Patient characteristics
This study was a prospective study of 23 patients (13 males and 10 females) who were treated at Radiation Oncology Department of Cancer Institute, Tehran University of Medical Sciences from October 2016 to April 2018. This study was approved by the Ethics Committee of Tehran University of Medical Sciences (Trial No. 95-04-227-33428, Ethical approval No. IR.TUMS.VCR.REC.1395.17.16) and Iran University of Medical Sciences (Ethics approval No. K17-137) and all patients signed an informed consent. Inclusion criteria were location of tumor about 15 cm above anal verge, tumor influence to perirectal fat (cT3–4) or lymph node involvement, age ≤ 80 years, World health organization (WHO) performance situation of 0–2, normal function of liver and renal system with normal complete blood count (CBC) test, without any previous treatment for the disease. All patient received concurrent nCRT. They received 45–46 Gy external beam radiation in 23–25 fractions with 18 MV photons to the tumor and locoregional disease including pre-sacral and internal iliac lymph nodes with a boost to the tumor for a total of 50–50.4 Gy. Also, concurrent capecitabine at 825 mg/m2 twice daily was used.
Image acquisition
Images were acquired using a Biograph 6 PET/CT scanner (Siemens Medical Solutions). Fields of view were 16 cm and 58 cm in axial and transverse directions, respectively. The CT scan system was a spiral 6 slice scanner with a 50 cm axial field of view. All patients were fasted at least 60 minutes before PET/CT scan with the blood glucose level less than 150 mg/dL. About 60 minutes after the injection of 18F-FDG (5 MBq/kg per body weight), the patients were placed in the scanner and low-dose CT was performed from the base to the mid-thigh of the skull. The PET scan was acquired over the same body area. The CT data reconstructed with 256.256 matrix size and 5-mm slice thickness. The PET data were reconstructed with 128 · 128 matrix size and 5-mm slice thickness.
Tumor segmentation
For each primary cancer site, the three-dimensional gross tumor volume was drawn with two readers: a ten years’ experience radiation oncologist, and a fifteen years’ experience radiologist using a designated multi-platform, free and open-source software package for visualization and medical image computing (3D slicer, version 4.8.1; available at: http://slicer.org/).
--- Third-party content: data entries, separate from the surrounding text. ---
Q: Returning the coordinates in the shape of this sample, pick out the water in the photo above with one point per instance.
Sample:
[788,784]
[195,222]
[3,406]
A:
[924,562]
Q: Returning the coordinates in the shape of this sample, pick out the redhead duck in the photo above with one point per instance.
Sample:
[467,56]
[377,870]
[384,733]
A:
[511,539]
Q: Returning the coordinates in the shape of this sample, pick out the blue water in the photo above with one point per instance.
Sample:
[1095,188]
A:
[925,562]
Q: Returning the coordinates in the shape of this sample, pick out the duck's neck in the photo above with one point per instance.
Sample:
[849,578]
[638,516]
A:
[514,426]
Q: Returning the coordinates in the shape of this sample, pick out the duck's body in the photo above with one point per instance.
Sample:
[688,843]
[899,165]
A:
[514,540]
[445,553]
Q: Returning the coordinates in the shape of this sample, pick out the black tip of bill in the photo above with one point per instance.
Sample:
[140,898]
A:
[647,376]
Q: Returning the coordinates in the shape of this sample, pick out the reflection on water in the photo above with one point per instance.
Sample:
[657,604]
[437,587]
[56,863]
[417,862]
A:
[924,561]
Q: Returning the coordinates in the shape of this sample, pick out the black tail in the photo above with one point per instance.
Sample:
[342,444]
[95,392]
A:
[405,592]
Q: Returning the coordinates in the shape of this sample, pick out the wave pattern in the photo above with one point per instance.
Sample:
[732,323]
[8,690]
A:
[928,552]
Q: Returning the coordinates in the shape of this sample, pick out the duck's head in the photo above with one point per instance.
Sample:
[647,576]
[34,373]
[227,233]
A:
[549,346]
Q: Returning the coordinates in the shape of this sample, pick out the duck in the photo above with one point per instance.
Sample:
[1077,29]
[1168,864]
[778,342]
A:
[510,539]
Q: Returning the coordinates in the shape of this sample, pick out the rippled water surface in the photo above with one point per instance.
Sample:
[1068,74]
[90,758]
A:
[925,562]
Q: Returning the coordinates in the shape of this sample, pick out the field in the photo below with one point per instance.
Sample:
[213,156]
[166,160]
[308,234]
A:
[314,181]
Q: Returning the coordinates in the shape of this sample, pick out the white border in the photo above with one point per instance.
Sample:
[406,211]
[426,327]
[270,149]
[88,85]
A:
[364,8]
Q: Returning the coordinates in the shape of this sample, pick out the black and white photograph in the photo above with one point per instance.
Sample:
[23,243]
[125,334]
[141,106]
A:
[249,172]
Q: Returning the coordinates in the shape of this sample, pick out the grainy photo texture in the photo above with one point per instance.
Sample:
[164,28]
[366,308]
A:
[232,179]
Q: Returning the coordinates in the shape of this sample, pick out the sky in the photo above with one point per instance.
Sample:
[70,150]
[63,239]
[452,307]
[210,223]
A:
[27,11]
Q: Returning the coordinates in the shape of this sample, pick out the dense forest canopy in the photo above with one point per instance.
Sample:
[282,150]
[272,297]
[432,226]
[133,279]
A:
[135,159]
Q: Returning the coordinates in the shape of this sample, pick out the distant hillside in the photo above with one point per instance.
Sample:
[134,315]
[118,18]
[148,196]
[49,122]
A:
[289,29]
Preprocessing and texture feature extraction
Before feature extraction and in order to noise reduction, intensity normalization and discretization, all PET/CT images were pre-processed by the method proposed by Collewet et al. and also discretization to 64 Gy level. In the Collewet et al. method, all image intensities are normalized between µ ± 3σ, where µ is the mean value of gray-levels inside the region of interest (ROI), and σ is the standard deviation [18, 19].
Also, to test the filter effect on radiomic model performance, we applied our feature extraction on PET/CT images with and without processing filters. The filters included LoG filter with sigma 0.5, 1, and 1.5. For feature extraction, we used the freely available radiomic software, imaging biomarker explorer (IBEX) that runs in Matlab platform.
Various radiomic features from different feature sets, including intensity, shape and texture-based features were extracted from processed and un-processed PET/CT images. Extracted features included shape features (n=17), intensity histogram features (n=9), intensity direct (n=19), neighbor intensity difference (n=5), co-occurrence matrix features (COM) (n=19), and gray level run-length matrix features (GLRLM; n=11) [9, 20].
Response assessment
For all patients, surgery was done 6-8 weeks after nCRT. After inking, the specimens were fixed in formalin for 24 hours. The whole tumor and mesorectum were serially sliced, axially, at 3mm intervals, and treatment response was assessed according to the American Joint Committee on Cancer and College of American Pathologists (AJCC/CAP). The Dworak tumor regression grade (TRG) according to AJCC/CAP was established as follows: grade 0 [Pathologic Complete Response (PCR)], which is defined as no viable cancer cell; grade 1 (moderate response), representing single cells or small groups of cancer cells; grade 2 (minimal response), showing residual cancer outgrown by fibrosis; grade 3 (poor response), representing fibrosis outgrown by residual cancer [21–23].
Univariate radiomic analysis
For univariate analysis, significant radiomic features correlating with response were selected and a logistic regression model was used to find their predictive performance, which was based on Area Under Curve (AUC). Also, these features were compared between responder and non-responder groups. A paired t-test was performed to assess the significance of the differences between two groups. Statistical significance was assumed if a two-sided P value< 0.05. All of analysis were done using MedCalc statistical software.